In altri casi l’aggiunta di corsie a una strada esistente può generare un traffico indotto, una specie di “induzione della domanda” applicata al campo dei trasporti. Tende a verificarsi quando nuove strade vengono progettate e costruite, più che per tentare di risolvere un problema di traffico esistente, in previsione di un aumento del traffico futuro determinato da variabili come la crescita economica o il maggior numero di macchine vendute.
In casi del genere può succedere che la costruzione di una nuova strada non si limiti a soddisfare una domanda latente di viaggi in macchina, repressa a causa di limitazioni esistenti nell’infrastruttura, ma porti anche a un aumento del traffico indotto. Gli automobilisti, in altre parole, potrebbero scegliere di viaggiare in macchina in casi in cui non lo avrebbero fatto altrimenti.
– Leggi anche: Perché si formano gli ingorghi sulle strade
Sebbene il modello teorico su cui si basa sia una rappresentazione molto semplificata della realtà, il paradosso di Braess è stato utilizzato anche per spiegare empiricamente casi storici in cui le prestazioni di una rete stradale malfunzionante migliorarono a seguito della riduzione anziché dell’espansione della rete.
A Seul, in Corea del Sud, la demolizione di un’autostrada a sei corsie negli anni Duemila, necessaria per la costruzione di un parco pubblico, ridusse i tempi di viaggio dentro e fuori la città (senza ridurre significativamente il volume complessivo del traffico, cioè la quantità di macchine in movimento). Nel 1990 la chiusura provvisoria della 42a strada a New York per la Giornata della Terra, il 22 aprile, determinò una riduzione degli ingorghi. E uno studio pubblicato nel 2008 sulla rivista Physical Review Letters individuò alcune strade a Boston, New York e Londra la cui chiusura avrebbe ridotto i tempi di viaggio previsti per alcuni percorsi.
Nella pratica, però, come per altri fenomeni controintuitivi, occorre una combinazione di condizioni molto rare perché il paradosso di Braess si verifichi concretamente. E sono molto rare anche perché questo fenomeno è ampiamente noto e tenuto in considerazione da decenni in fase di gestione della viabilità e progettazione delle strade. «L’importante quando si pianifica un nuovo sviluppo della rete stradale è effettuare simulazioni e verificare se questo fenomeno si verifica», ha detto a Forskning.no Helge Holden, docente di matematica alla Norwegian University of Science and Technology (NTNU) a Trondheim.

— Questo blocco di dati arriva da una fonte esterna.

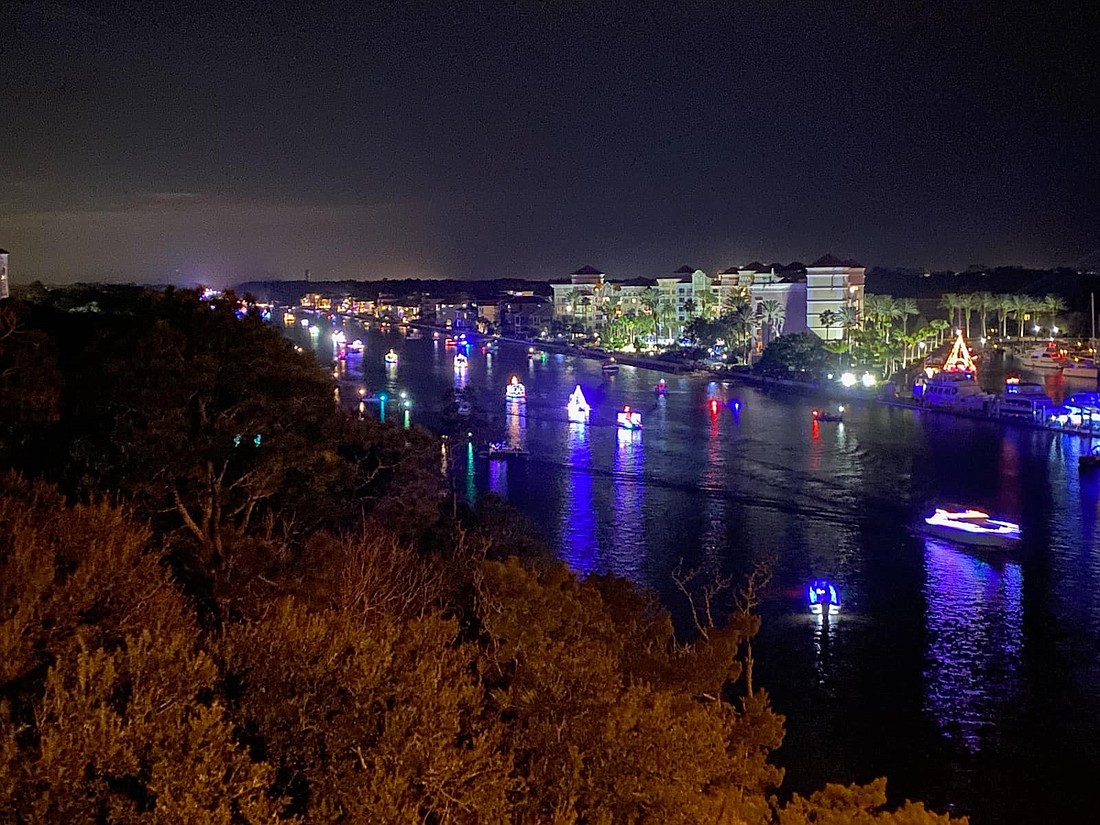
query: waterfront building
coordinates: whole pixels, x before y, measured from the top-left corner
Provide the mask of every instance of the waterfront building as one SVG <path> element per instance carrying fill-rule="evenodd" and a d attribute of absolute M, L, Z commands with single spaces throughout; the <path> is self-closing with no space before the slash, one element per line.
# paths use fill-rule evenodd
<path fill-rule="evenodd" d="M 844 337 L 839 324 L 826 328 L 821 313 L 840 313 L 846 307 L 854 309 L 863 319 L 863 287 L 865 269 L 852 260 L 832 255 L 818 258 L 806 268 L 806 325 L 824 340 L 838 341 Z"/>
<path fill-rule="evenodd" d="M 537 295 L 501 298 L 498 303 L 500 331 L 516 337 L 535 337 L 548 332 L 554 307 Z"/>
<path fill-rule="evenodd" d="M 553 319 L 595 332 L 608 321 L 640 312 L 641 297 L 652 283 L 644 278 L 608 281 L 595 267 L 582 266 L 570 273 L 568 280 L 551 281 Z"/>
<path fill-rule="evenodd" d="M 0 249 L 0 301 L 10 294 L 8 286 L 8 250 Z"/>

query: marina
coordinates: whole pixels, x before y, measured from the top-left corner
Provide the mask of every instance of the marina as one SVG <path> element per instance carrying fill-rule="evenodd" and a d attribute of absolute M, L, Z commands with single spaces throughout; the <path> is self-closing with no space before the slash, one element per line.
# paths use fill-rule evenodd
<path fill-rule="evenodd" d="M 836 401 L 812 390 L 633 366 L 608 376 L 598 359 L 532 358 L 507 342 L 490 354 L 475 341 L 460 375 L 454 350 L 430 335 L 351 333 L 366 349 L 337 365 L 341 386 L 407 390 L 414 425 L 442 426 L 441 399 L 460 383 L 476 393 L 486 440 L 527 455 L 457 450 L 456 494 L 513 503 L 578 573 L 649 587 L 686 624 L 678 564 L 736 580 L 774 561 L 754 652 L 787 716 L 793 746 L 778 759 L 793 790 L 877 771 L 960 813 L 978 804 L 986 822 L 1071 809 L 1034 795 L 1024 757 L 1075 775 L 1072 754 L 1100 735 L 1100 473 L 1079 469 L 1091 450 L 1079 430 L 1021 420 L 1020 409 L 991 418 L 859 399 L 823 423 L 812 410 Z M 395 373 L 381 363 L 390 347 L 402 354 Z M 513 376 L 522 401 L 505 398 Z M 1100 398 L 1082 383 L 1022 374 L 1015 392 L 1002 383 L 1002 402 L 1033 404 L 1037 384 L 1052 406 L 1083 409 Z M 578 386 L 587 416 L 574 420 Z M 617 426 L 626 405 L 644 429 Z M 944 501 L 1018 524 L 1011 552 L 919 529 Z M 819 579 L 843 598 L 827 627 L 807 607 Z M 1055 721 L 1038 721 L 1051 706 Z"/>

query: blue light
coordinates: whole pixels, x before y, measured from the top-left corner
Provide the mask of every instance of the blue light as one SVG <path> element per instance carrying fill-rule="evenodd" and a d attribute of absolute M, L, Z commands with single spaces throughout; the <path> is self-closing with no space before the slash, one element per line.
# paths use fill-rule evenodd
<path fill-rule="evenodd" d="M 816 616 L 836 616 L 840 613 L 840 591 L 827 579 L 814 579 L 806 588 L 810 612 Z"/>

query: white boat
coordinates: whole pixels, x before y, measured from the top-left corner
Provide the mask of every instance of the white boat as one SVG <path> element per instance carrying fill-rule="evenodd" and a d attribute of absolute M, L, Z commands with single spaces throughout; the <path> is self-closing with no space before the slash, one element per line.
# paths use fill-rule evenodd
<path fill-rule="evenodd" d="M 513 375 L 508 386 L 504 388 L 504 397 L 509 401 L 522 401 L 527 398 L 527 388 L 519 382 L 517 376 Z"/>
<path fill-rule="evenodd" d="M 1032 370 L 1060 370 L 1065 365 L 1065 357 L 1056 347 L 1045 346 L 1033 349 L 1020 359 L 1020 363 Z"/>
<path fill-rule="evenodd" d="M 455 355 L 455 369 L 464 370 L 470 366 L 470 359 L 463 355 L 461 352 Z"/>
<path fill-rule="evenodd" d="M 566 406 L 569 411 L 570 421 L 587 421 L 589 413 L 592 412 L 592 408 L 588 406 L 588 399 L 584 397 L 584 393 L 581 392 L 581 385 L 577 384 L 577 388 L 573 390 L 573 394 L 569 396 L 569 404 Z"/>
<path fill-rule="evenodd" d="M 364 346 L 365 345 L 363 344 L 363 342 L 356 338 L 354 341 L 348 344 L 348 349 L 352 352 L 362 352 Z"/>
<path fill-rule="evenodd" d="M 1020 540 L 1020 525 L 990 518 L 969 507 L 936 511 L 924 520 L 924 532 L 936 538 L 980 547 L 1008 547 Z"/>
<path fill-rule="evenodd" d="M 615 423 L 624 430 L 640 430 L 642 428 L 642 414 L 633 412 L 628 404 L 623 407 L 622 412 L 615 416 Z"/>
<path fill-rule="evenodd" d="M 382 357 L 382 360 L 386 362 L 387 366 L 394 367 L 397 366 L 399 356 L 391 349 Z"/>
<path fill-rule="evenodd" d="M 927 407 L 980 412 L 993 401 L 967 372 L 938 372 L 920 386 L 918 397 Z"/>
<path fill-rule="evenodd" d="M 409 341 L 419 341 L 423 337 L 424 333 L 418 330 L 416 327 L 409 327 L 409 331 L 405 335 L 405 338 L 407 338 Z"/>
<path fill-rule="evenodd" d="M 1092 358 L 1068 356 L 1062 362 L 1062 375 L 1066 378 L 1087 378 L 1095 381 L 1097 375 L 1100 375 L 1100 370 L 1097 369 L 1096 361 Z"/>
<path fill-rule="evenodd" d="M 619 365 L 614 358 L 608 358 L 600 364 L 600 369 L 603 370 L 604 375 L 615 375 L 619 371 Z"/>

A Oslo, in Norvegia, un possibile caso di paradosso di Braess citato da Forskning.no fu evitato negli anni Novanta grazie a una consulenza fornita all’amministrazione della città dal Transportøkonomisk institutt (TØI), un istituto nazionale di ricerca multidisciplinare sui trasporti. L’idea di costruire una corsia in più dopo due lunghe gallerie (Granfosstunnelen) sulla tangenziale 150 fu messa da parte perché, secondo le simulazioni effettuate dall’istituto, avrebbe causato un aumento del traffico anziché una distribuzione su più strade.
Le ricerche nell’ambito della gestione del traffico stradale suggeriscono che la costruzione o la chiusura delle strade possono condizionare in modi non facilmente prevedibili le numerose variabili alla base della formazione degli ingorghi. Alcune persone potrebbero per esempio cambiare non soltanto il percorso ma anche le abitudini e gli orari di viaggio. E per simulare i vari flussi di traffico nel caso di chiusura di una o più strade – per convertirle in piste ciclabili, per esempio – occorre molta potenza di calcolo, ha detto Stefan Flügel, ricercatore del TØI.